Take a look at this . It looks like both feet were down to Me . 
http://www.youtube.com/watch?v=gYDVUu1VjrY&eurl=http://newsbusters.org/


----------



## thcri RIP

It was called a Touchdown and after review the play stood.  No argument from me.  Cardinals just didn't quite do the job that is all.  They were behind most of the game.


murph


----------



## The Tourist

nixon said:


> It looks like both feet were down to Me


 
The last snippet is the best view.  It appears that the right toe did, in fact, touch.

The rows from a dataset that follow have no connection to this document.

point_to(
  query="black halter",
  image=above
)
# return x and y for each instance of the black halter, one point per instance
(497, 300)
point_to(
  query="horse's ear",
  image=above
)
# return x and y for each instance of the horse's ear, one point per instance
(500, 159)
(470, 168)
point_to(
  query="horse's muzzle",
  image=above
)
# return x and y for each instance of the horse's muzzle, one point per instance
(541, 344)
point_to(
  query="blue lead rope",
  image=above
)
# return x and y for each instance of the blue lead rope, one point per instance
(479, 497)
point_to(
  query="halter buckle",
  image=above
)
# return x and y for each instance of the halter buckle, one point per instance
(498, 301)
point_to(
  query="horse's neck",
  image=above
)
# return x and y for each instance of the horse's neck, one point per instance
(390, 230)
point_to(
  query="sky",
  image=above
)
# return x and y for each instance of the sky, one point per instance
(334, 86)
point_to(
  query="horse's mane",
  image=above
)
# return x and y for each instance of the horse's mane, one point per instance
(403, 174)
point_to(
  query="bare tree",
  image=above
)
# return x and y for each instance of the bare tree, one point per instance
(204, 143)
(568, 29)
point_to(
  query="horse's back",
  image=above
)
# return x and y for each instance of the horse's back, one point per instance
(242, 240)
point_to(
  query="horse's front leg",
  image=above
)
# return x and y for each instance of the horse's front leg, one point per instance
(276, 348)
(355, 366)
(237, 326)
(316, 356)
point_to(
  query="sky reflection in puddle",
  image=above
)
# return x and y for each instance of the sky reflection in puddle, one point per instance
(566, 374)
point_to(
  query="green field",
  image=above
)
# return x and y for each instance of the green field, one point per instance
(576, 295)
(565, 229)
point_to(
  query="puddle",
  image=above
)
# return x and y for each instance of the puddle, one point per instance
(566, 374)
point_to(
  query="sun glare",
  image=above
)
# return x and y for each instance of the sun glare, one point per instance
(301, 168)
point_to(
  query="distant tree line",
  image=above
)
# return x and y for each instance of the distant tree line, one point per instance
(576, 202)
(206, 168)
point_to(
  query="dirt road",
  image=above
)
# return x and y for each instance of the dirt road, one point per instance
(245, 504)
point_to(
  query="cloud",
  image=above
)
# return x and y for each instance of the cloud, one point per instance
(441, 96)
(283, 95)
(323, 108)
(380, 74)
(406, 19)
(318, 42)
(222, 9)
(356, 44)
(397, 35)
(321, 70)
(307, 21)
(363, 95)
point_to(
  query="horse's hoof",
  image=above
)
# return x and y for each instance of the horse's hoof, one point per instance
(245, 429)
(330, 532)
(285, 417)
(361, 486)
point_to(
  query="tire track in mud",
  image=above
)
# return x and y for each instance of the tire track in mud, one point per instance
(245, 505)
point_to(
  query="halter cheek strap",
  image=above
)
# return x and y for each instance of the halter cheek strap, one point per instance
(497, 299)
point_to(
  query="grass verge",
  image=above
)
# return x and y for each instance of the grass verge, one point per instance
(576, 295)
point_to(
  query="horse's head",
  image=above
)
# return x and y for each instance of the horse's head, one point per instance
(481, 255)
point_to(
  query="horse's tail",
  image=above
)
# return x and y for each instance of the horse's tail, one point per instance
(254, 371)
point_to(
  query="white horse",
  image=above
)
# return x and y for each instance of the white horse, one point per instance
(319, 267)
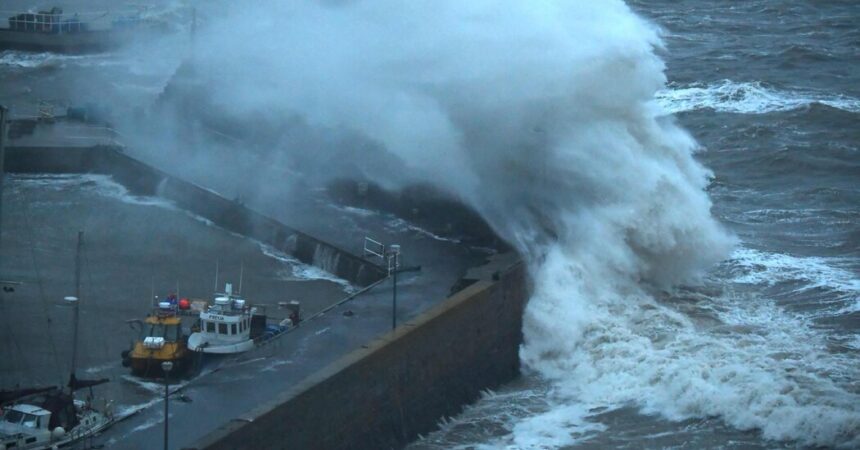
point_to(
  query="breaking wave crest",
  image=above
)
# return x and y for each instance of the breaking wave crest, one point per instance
(746, 98)
(551, 132)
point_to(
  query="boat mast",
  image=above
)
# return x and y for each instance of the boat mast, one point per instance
(241, 275)
(77, 302)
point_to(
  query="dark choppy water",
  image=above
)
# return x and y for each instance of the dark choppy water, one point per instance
(766, 353)
(771, 91)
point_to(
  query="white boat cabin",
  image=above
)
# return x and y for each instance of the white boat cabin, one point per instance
(225, 327)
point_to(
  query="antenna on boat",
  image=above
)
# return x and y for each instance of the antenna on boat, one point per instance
(217, 264)
(75, 304)
(8, 286)
(241, 274)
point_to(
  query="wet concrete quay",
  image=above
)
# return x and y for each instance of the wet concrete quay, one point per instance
(135, 243)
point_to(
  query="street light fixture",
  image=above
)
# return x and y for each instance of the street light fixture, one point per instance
(394, 266)
(391, 257)
(166, 366)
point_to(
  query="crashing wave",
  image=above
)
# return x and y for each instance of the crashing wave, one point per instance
(746, 98)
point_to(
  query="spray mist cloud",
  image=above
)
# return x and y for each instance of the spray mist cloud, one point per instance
(540, 115)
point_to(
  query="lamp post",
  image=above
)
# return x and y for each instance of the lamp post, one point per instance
(166, 366)
(394, 254)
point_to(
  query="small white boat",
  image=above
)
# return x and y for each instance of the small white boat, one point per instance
(54, 420)
(227, 326)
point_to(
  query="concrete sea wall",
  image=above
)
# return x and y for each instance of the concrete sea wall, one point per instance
(382, 395)
(400, 385)
(143, 179)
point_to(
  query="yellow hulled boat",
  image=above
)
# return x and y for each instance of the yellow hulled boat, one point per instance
(161, 339)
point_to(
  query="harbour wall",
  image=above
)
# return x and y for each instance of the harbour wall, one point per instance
(142, 179)
(386, 393)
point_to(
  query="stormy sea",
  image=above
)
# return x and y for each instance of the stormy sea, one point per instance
(681, 177)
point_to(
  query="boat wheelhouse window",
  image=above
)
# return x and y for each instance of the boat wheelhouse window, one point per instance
(13, 416)
(30, 421)
(170, 333)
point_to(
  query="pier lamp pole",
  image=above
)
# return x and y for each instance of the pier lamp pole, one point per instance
(394, 268)
(166, 366)
(394, 254)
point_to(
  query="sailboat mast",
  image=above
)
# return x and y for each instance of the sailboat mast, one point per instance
(241, 275)
(78, 297)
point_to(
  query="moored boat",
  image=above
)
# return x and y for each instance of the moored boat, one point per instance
(161, 339)
(51, 417)
(227, 326)
(230, 325)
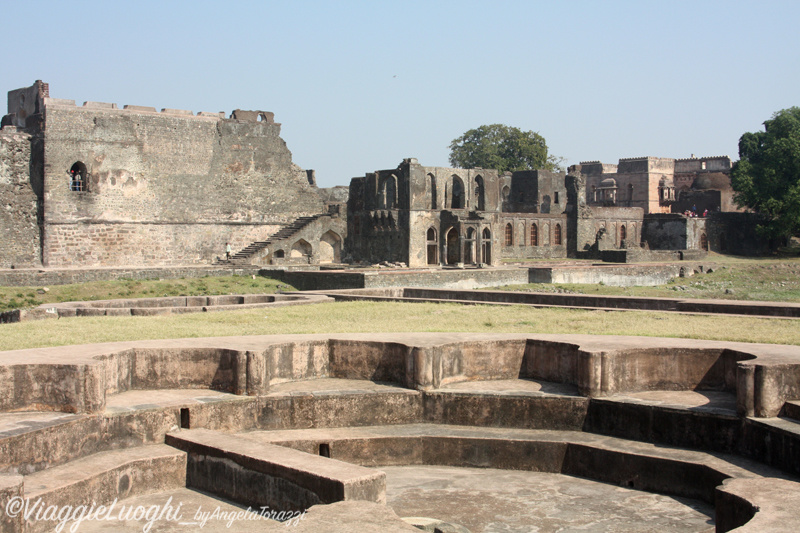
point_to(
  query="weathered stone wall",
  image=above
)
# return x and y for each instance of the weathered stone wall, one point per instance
(318, 242)
(18, 201)
(735, 233)
(665, 232)
(169, 178)
(147, 244)
(533, 235)
(674, 232)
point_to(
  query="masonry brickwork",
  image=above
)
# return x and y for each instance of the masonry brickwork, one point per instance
(134, 186)
(99, 186)
(19, 205)
(436, 216)
(661, 185)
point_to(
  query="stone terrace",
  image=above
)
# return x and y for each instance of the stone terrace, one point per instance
(309, 420)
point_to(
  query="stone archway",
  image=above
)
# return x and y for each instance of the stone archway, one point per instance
(301, 250)
(453, 247)
(486, 247)
(330, 248)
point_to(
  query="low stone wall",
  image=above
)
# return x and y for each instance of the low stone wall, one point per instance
(763, 382)
(587, 301)
(618, 275)
(468, 278)
(41, 277)
(260, 474)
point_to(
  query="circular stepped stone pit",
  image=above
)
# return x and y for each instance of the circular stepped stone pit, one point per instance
(178, 304)
(260, 391)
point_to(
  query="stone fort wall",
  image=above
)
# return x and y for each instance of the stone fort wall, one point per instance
(164, 188)
(18, 202)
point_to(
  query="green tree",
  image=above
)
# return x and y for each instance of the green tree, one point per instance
(502, 147)
(767, 176)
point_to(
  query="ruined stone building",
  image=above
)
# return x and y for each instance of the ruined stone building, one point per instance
(447, 216)
(661, 185)
(96, 185)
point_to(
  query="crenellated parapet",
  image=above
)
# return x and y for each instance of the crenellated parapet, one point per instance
(240, 115)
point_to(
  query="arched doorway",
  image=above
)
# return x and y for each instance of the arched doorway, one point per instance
(434, 203)
(301, 250)
(480, 196)
(78, 177)
(330, 248)
(486, 246)
(433, 247)
(457, 201)
(509, 235)
(453, 248)
(469, 246)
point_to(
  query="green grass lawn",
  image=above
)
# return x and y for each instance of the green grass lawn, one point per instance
(21, 297)
(366, 317)
(732, 279)
(757, 279)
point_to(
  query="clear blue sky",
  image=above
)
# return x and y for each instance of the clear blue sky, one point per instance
(358, 86)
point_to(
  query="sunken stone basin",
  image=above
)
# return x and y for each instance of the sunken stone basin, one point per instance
(360, 428)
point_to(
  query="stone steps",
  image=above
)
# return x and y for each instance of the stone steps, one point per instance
(257, 474)
(104, 477)
(284, 233)
(639, 465)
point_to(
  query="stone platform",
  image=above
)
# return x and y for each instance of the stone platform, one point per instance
(709, 421)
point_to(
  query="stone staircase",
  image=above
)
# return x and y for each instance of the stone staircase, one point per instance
(243, 256)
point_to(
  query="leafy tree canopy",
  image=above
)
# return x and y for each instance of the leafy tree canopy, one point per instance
(502, 147)
(767, 176)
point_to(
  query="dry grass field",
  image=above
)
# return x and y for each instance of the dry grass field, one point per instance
(347, 317)
(762, 279)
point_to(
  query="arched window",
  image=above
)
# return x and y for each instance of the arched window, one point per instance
(457, 201)
(453, 247)
(486, 247)
(433, 247)
(480, 200)
(78, 177)
(390, 192)
(469, 246)
(330, 248)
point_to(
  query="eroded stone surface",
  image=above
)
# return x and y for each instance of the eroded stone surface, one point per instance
(488, 500)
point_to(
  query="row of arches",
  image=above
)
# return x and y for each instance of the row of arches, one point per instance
(330, 249)
(534, 235)
(476, 247)
(456, 195)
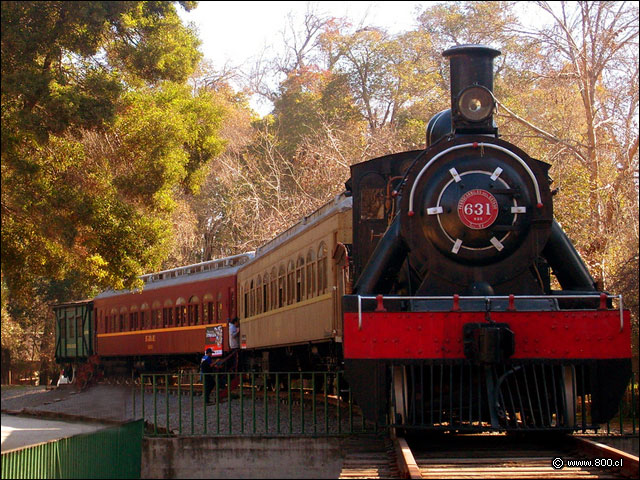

But all of the other views do not show the right toe.  And as he falls, it appears his right foot rides along on the top of his left.

I should add that I have no emotional capital or money on the game.  I also have a huge HDTV and hi-def from my cable company, and in "real time" you could not make the call with any certainty.

In fact, most camera angles "cut off" his toes, even in slo-mo.

I've seen almost every Super Bowl.  This one was the most exciting.  Many times it's a blow-out by half time.


----------



## Big Dog

The proof is in the shoelaces, when the toes (both feet) contact the ground the laces flare. TOUCHDOWN!


----------



## Doc

but, even if his toes did not touch ....(and I think they did) he was hit by a defender before he hit the ground.  It could be called that he was pushed out of bounds before his feet had the chance to touch.  Either way it's 7 points for the steelers.  
Congrats to all you Steeler fans.  It was a good game.


----------



## The Tourist

Doc said:


> It was a good game.


 
That's what's important.  However, the debates are fun.  There are still people debating the "immaculate reception" because you cannot see if the nose of the ball hit the ground as it was caught.

Hey, if you want 100% agreement, go no farther than seeing Joe Namath.  I mean, he partied his life away, but yikes he looked bad--and fraglie.


----------



## pirate_girl

Franco Harris..



THE Play...
[ame="http://www.youtube.com/watch?v=07zsdF0ysP0"]YouTube - Immaculate reception[/ame]


----------



## rback33

Doc said:


> but, even if his toes did not touch ....(and I think they did) he was hit by a defender before he hit the ground.  It could be called that he was pushed out of bounds before his feet had the chance to touch.  Either way it's 7 points for the steelers.
> Congrats to all you Steeler fans.  It was a good game.



Actually Doc, that is not true. They changed the rule this year. There is no longer a force out. You are either in or out.


Yeah Steeler Nation!


----------



## daedong

Yep, the bloody Aussie was just not good enough to get the Cardinals over the line!


----------



## thcri RIP

daedong said:


> Yep, the bloody Aussie was just not good enough to get the Cardinals over the line!




Vin, who was the Bloody Aussie?


----------



## The Tourist

thcri said:


> Vin, who was the Bloody Aussie?


 
I was asking myself the same thing.

Aren't all football players black or Polish?


----------



## pirate_girl

http://www.google.com/hostednews/afp/article/ALeqM5iabxKprBUGjI8SngEaheYZoHAdlg


----------



## The Tourist

He's a punter.  He doesn't actually play football.


----------



## thcri RIP

pirate_girl said:


> http://www.google.com/hostednews/afp/article/ALeqM5iabxKprBUGjI8SngEaheYZoHAdlg




Thanks PG, job well done.  Vin now I know who you be talking about.


----------



## Doc

rback33 said:


> Actually Doc, that is not true. They changed the rule this year. There is no longer a force out. You are either in or out.
> !



No chit?   I totally missed that.  Guess I'm spending to much time online.


----------



## OhioTC18 RIP

The Tourist said:


> I don't think Holmes' right toe touched the end zone.  It looks like it was up onto the his left foot.


I thought so too Chico. I saw all the views everyone else did. One of the views had me convinced his right foot was not down.


----------



## The Tourist

OhioTC18 said:


> I thought so too Chico. I saw all the views everyone else did. One of the views had me convinced his right foot was not down.


 
It is now a debate for the ages.

But I must admit, for as many cameras available for the Super Bowl, you'd think that several would be aimed at the plane of the end-zone, the zone's out-of-bounds and floor level to verify feet in bounds.


----------



## rback33

Doc said:


> No chit?   I totally missed that.  Guess I'm spending to much time online.



LOL OR... you are not a big enough football fan.... I am addicted to both...


----------